Michael Vacher, 19, said he’ll vote Republican this year, too. It’s Vacher’s first presidential election. Bedecked in an Atlanta Braves t-shirt and a ballcap with a duck patch on it, Vacher said he believes the power Trump projects would ease global tensions.
“I mean, Israel’s in a fight right now, Ukraine and Russia are in a fight right now,” he said. “Him being that intimidating person, I think, would stop it.”
Vacher, who said he is a supporter of 2nd Amendment rights, had come to the post office in Creedmoor to pick up a federal stamp needed to hunt waterfowl.
At 18, Julian Hyatt also will be voting in his first presidential election. Hyatt is headed to East Carolina University this fall for his freshman year.
Hyatt said he understands why voters like Vacher would support Trump.
“I think a lot of Americans consider themselves patriots and when they see a candidate like Donald Trump who presents himself as very strong and forward and doesn’t take any crap, you know, that’s why they favor him, you know?” Hyatt said.
But Hyatt, who’s Black, said that he is not comfortable with some of Trump’s past statements, which include notoriously saying there were “fine” people on both sides of the violent white supremacist rally and counterdemonstration in Charlottesville in 2017.

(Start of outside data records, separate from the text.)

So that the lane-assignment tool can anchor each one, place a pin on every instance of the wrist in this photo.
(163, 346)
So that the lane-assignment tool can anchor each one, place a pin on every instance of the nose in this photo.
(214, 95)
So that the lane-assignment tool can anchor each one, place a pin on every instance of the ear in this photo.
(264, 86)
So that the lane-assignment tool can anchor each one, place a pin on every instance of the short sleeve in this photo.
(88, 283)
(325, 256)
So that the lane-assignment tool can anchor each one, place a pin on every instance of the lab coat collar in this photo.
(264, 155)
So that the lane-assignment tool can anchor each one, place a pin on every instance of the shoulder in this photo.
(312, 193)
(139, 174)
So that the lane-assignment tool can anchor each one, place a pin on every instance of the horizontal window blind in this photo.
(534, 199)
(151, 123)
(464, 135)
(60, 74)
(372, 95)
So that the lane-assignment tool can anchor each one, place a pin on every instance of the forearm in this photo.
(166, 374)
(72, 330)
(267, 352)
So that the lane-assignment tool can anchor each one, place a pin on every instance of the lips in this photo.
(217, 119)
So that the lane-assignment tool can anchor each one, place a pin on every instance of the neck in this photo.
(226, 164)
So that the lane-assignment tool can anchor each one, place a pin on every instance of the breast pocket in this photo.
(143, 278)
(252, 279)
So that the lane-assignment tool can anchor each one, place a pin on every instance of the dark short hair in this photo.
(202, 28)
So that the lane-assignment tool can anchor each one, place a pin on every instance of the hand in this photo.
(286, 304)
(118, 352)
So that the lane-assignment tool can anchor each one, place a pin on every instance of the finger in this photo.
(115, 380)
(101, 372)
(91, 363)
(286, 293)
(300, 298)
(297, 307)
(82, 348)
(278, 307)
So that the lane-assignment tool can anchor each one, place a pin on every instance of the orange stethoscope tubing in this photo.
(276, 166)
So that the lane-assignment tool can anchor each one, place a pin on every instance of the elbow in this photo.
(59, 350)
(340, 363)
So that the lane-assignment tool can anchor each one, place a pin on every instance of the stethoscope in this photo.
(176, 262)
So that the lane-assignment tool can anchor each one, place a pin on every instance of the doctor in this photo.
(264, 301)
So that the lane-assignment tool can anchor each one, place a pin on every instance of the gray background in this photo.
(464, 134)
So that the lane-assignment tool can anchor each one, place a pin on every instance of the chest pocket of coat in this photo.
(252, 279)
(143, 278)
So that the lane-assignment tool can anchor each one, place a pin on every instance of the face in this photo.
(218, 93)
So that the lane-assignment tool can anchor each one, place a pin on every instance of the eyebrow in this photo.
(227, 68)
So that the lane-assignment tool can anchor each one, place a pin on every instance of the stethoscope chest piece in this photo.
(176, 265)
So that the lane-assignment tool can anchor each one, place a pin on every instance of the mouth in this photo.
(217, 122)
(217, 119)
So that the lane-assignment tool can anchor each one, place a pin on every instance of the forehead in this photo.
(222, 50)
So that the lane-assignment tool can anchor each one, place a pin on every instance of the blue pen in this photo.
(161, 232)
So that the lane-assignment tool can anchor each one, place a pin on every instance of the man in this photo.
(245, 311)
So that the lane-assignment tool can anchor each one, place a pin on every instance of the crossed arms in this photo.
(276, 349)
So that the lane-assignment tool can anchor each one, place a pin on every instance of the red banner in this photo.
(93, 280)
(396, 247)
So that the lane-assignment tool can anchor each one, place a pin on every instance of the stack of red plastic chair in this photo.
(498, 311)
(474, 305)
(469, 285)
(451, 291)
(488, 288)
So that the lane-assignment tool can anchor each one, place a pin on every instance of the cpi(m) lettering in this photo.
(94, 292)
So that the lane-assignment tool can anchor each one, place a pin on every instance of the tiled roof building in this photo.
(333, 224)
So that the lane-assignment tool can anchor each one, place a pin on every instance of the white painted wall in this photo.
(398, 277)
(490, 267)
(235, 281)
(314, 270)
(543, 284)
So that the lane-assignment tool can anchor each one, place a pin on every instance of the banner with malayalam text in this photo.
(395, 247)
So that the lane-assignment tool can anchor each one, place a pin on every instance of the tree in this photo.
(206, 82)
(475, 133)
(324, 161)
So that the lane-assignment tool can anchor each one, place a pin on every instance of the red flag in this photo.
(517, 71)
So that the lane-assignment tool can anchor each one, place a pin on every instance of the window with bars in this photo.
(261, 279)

Hyatt also said it might be hard for some young voters like him to relate to a candidate as old as Trump, who’s 78.
An irony of this year’s presidential race is that Trump was able to capitalize off of public concerns over the older Biden’s age, until Biden dropped out, leaving Trump exposed to questions about age.
“I think the Democratic Party definitely shows you just a sense of freshness,” Hyatt said. “I think people are more excited to get out and vote now because they feel like this is someone that they can relate to.”
This story is part of a series, Voter Voices, that looks at how voters view key issues in important electoral locations across North Carolina.